The problem for experts is that they can't make a living saying that nuclear weapons are a dire threat, because their customers already know that, or at least think they do.
And so for example, we see many experts running as fast as they can towards topics like AI, because that's new territory, new information to be sold, a new product line, a new business opportunity. The problem is that these business agendas don't necessarily align with the threat environment. So for example, while AI is a great business opportunity for experts, it doesn't begin to compare to nuclear weapons as a threat, at least at the present time.
A perhaps even more dangerous form of bias experienced by experts is their relationship with the group consensus. Any intellectual elite who is dependent upon a pay check can only explore so far beyond the boundaries of conventional group consensus thinking.

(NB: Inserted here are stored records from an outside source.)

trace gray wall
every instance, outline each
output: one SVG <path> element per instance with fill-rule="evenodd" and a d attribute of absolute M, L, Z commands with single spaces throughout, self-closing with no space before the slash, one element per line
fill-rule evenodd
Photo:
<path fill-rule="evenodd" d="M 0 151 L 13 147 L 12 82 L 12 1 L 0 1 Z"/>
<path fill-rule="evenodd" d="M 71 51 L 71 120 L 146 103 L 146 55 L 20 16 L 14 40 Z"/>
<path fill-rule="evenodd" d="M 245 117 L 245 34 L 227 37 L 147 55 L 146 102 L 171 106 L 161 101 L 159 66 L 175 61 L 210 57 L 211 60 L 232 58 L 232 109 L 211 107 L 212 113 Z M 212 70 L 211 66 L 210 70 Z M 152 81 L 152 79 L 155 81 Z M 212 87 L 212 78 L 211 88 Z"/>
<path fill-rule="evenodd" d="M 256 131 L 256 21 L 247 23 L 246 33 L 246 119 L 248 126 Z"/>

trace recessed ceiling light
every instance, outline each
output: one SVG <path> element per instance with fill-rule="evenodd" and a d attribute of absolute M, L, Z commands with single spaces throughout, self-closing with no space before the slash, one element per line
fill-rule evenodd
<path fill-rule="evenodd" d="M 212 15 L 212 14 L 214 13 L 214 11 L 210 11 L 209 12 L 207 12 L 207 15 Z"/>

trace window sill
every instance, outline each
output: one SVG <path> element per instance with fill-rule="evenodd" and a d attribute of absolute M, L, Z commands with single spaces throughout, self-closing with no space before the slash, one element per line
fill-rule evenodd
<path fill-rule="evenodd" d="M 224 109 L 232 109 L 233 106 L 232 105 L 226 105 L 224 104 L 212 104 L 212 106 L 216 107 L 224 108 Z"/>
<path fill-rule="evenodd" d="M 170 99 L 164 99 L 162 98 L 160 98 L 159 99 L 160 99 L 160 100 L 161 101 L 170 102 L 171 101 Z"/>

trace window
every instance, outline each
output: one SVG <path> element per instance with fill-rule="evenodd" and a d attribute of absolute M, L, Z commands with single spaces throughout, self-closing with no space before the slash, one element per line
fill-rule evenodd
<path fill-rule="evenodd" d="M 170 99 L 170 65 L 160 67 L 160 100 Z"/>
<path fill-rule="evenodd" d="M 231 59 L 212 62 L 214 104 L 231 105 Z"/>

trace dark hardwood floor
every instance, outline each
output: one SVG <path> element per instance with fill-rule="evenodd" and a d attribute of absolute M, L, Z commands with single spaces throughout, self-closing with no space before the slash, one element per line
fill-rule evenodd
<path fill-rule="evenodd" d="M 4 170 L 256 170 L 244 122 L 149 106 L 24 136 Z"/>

If an experts goes farther than those boundaries the group whom they depend on will stop thinking of them as experts, and rebrand them as crackpots. And to an expert, reputation is everything, so such a rebranding presents an existential threat to their careers and must be avoided at all costs.
If conventional group consensus thinking can meet a challenge, then there is no problem. But if conventional group consensus thinking could defeat a problem, that problem would likely already be solved. And so, the most promising territory for solutions often lies in those set of ideas generally considered to be unrealistic, unreasonable, unworkable etc. Experts typically have a very limited ability to explore this territory.
Finally, what many experts are really expert at is the art of creating the image of being an expert. Think of this as branding expertise. It's a useful skill for sure, but it has pretty much nothing to do with threat analysis, prioritization of threats, or intellectual inquiry. Branding is a business skill, not an intellectual skill.
Here's more evidence. For 75 years the nuclear weapons community has been attempting to meet the nuclear challenge with information, analysis and consciousness raising. And after 75 years there is no credible evidence these approaches will ever work, as much as we wish they would.
But the nuclear weapons experts are locked in to the failed status quo. They've built careers providing information, analysis and consciousness raising, and so they can't really admit that how they make their living has proven to be a waste of time.
One alternative would be for the scientific community to stage a series of strikes, to replace information, analysis and consciousness raising with leverage. But we're unlikely to see such a new approach, because going out on strike is not good for one's career.
The point here is NOT that experts are bad people, for there is no evidence of that. The point is that experts are not really in a position to do the kind of bold creative thinking that the challenges presented by the modern world require.